History of Autism
The term autism was first used by Leo Kanner, M.D in his classic 1943 paper titled Autistic Disturbances of Affective Contact. In his paper, Dr. Kanner described 11 children who had very similar autistic behaviors.
Hans Asperger wrote a paper titled Autistic Psychopathy in Childhood, and the paper was unnoticed by the autism community until the 1980s. Dr. Asperger described a high-functioning subtype of autism which is referred to as Asperger syndrome.
In the 1950s
Dr. Bruno Bettleheim, a psychoanalyst, stated that the parents cause autism. He even used the term "refrigerator mother" to describe the mother who he thought was cold and unaffectionate.
In the 1960s
In 1964, Dr. Bernard Rimland, a parent of an autistic child, wrote the ground-breaking book Infantile Autism, in which he clearly and concisely concluded that autism is a physiological problem. Over the past 40 years, thousands and thousands of scientific research studies have shown support to the biological cause of autism. Dr. Rimland also began studying the use of vitamin B6 and magnesium. To date, of all of the biological treatments for autism, including drugs, vitamin B6 with magnesium has received the most scientific support.
Dr. Ivar Lovaas at UCLA began applying behavior modification techniques to improve the condition of autistic individuals. He employed behavior modification to reduce behavior problems, increase appropriate behaviors, and to teach language and educational concepts.
Dr. Rimland founded the Autism Society of America (ASA). The first president was Dr. Ruth Sullivan. The initial focus of the ASA was to promote the use of behavior modification techniques throughout the country to improve the behavior and to educate autistic individuals.
In the 1970s
Researchers throughout the world began searching for the gene(s) associated with autism as well as examining the neurophysiology of autism.
In the 1980s
In 1982, the Autism Council of Oregon was formed. The name was later changed to the Autism Society of Oregon.
1n 1988, the movie Rain Man was released. The movie received an academy award for Best Picture of the Year, and Dustin Hoffman received the Best Actor award.

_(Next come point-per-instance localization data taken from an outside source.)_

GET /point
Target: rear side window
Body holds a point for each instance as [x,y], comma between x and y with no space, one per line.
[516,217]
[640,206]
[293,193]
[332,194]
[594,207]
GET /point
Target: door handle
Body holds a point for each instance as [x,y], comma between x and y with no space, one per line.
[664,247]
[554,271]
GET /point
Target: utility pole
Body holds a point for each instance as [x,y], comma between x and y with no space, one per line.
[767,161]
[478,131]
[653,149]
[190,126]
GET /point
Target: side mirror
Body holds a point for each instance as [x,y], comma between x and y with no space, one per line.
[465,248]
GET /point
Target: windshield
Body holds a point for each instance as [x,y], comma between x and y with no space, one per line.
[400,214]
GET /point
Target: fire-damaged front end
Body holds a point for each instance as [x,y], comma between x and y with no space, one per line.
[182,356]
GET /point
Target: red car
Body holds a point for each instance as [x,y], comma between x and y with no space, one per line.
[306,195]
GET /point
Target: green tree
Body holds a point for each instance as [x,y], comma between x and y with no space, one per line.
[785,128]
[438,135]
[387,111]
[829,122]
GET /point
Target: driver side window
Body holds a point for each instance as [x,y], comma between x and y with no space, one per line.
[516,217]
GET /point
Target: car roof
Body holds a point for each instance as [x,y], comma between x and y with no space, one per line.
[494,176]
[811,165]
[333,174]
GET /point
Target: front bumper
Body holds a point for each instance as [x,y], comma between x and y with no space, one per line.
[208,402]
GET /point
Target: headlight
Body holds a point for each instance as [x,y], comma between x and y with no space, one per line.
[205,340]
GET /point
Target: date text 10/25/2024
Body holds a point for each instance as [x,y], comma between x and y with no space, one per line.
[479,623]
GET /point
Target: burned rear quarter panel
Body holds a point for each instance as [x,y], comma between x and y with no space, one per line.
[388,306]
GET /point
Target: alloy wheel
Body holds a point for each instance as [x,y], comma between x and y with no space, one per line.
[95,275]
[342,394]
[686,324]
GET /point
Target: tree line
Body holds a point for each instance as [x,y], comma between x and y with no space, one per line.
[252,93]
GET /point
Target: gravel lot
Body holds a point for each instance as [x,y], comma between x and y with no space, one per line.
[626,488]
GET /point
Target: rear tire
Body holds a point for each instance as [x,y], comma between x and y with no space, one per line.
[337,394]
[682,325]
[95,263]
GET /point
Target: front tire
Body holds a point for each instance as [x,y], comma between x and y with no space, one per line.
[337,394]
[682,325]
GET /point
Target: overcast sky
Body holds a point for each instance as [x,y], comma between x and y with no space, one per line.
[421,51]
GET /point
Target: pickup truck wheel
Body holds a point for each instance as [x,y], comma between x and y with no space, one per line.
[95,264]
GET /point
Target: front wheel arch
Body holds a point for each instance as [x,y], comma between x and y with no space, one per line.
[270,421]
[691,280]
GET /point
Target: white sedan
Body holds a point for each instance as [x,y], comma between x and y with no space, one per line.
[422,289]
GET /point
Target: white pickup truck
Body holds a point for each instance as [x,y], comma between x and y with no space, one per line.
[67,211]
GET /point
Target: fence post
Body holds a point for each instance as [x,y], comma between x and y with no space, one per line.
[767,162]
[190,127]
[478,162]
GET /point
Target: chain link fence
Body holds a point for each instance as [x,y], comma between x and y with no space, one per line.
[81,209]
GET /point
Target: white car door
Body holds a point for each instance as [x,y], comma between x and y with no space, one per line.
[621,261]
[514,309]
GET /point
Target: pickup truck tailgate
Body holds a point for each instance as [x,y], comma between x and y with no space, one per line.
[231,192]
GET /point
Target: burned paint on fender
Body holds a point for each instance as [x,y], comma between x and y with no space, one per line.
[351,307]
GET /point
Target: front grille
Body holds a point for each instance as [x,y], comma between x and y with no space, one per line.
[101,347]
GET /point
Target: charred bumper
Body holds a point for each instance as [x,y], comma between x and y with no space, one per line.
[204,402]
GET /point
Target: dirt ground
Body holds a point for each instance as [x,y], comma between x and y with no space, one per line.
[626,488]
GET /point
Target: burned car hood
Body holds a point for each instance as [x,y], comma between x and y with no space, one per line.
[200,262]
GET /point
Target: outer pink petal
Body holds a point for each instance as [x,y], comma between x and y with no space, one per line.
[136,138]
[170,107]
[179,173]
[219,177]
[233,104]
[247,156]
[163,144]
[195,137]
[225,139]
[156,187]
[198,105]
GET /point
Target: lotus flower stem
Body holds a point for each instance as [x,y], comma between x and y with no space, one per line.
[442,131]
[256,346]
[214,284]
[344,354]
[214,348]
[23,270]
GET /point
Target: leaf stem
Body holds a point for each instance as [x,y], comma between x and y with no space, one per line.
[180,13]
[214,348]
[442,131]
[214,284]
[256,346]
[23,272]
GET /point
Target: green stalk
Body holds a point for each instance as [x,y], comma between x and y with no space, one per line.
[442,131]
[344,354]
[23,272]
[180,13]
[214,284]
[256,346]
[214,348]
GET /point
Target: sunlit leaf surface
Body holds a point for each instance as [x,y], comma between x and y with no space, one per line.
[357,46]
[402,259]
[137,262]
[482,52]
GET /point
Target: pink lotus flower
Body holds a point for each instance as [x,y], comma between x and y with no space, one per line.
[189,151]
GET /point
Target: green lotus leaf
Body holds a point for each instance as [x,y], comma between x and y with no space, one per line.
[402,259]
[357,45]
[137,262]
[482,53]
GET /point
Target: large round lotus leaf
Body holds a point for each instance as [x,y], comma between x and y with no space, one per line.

The movie increased the public's awareness of autism.
Starting in the mid- to late 1980s, the prevalence rate of autism began to increase. Prior to the mid-1980s, the rate was approximately 1 in 2000 children.
In the 1990s
The use of behavior modification, more specifically Applied Behavior Analysis (ABA), received widespread acceptance as an effective treatment for autism.
In 1995, the Defeat Autism Now! (DAN!) movement began in which researchers and experienced physicians started working closely together to understand and treat autistic individuals using safe biomedical interventions. Starting in the mid-1990s to the present, the media becomes much more interested in autism, primarily due to the high prevalence rate. As of 2004, the Center for Disease Control (CDC) estimates the rate of autism to be 1 in 166 children. According to statistics published by the Department of Education, Oregon has one of the high prevalence rates in the country.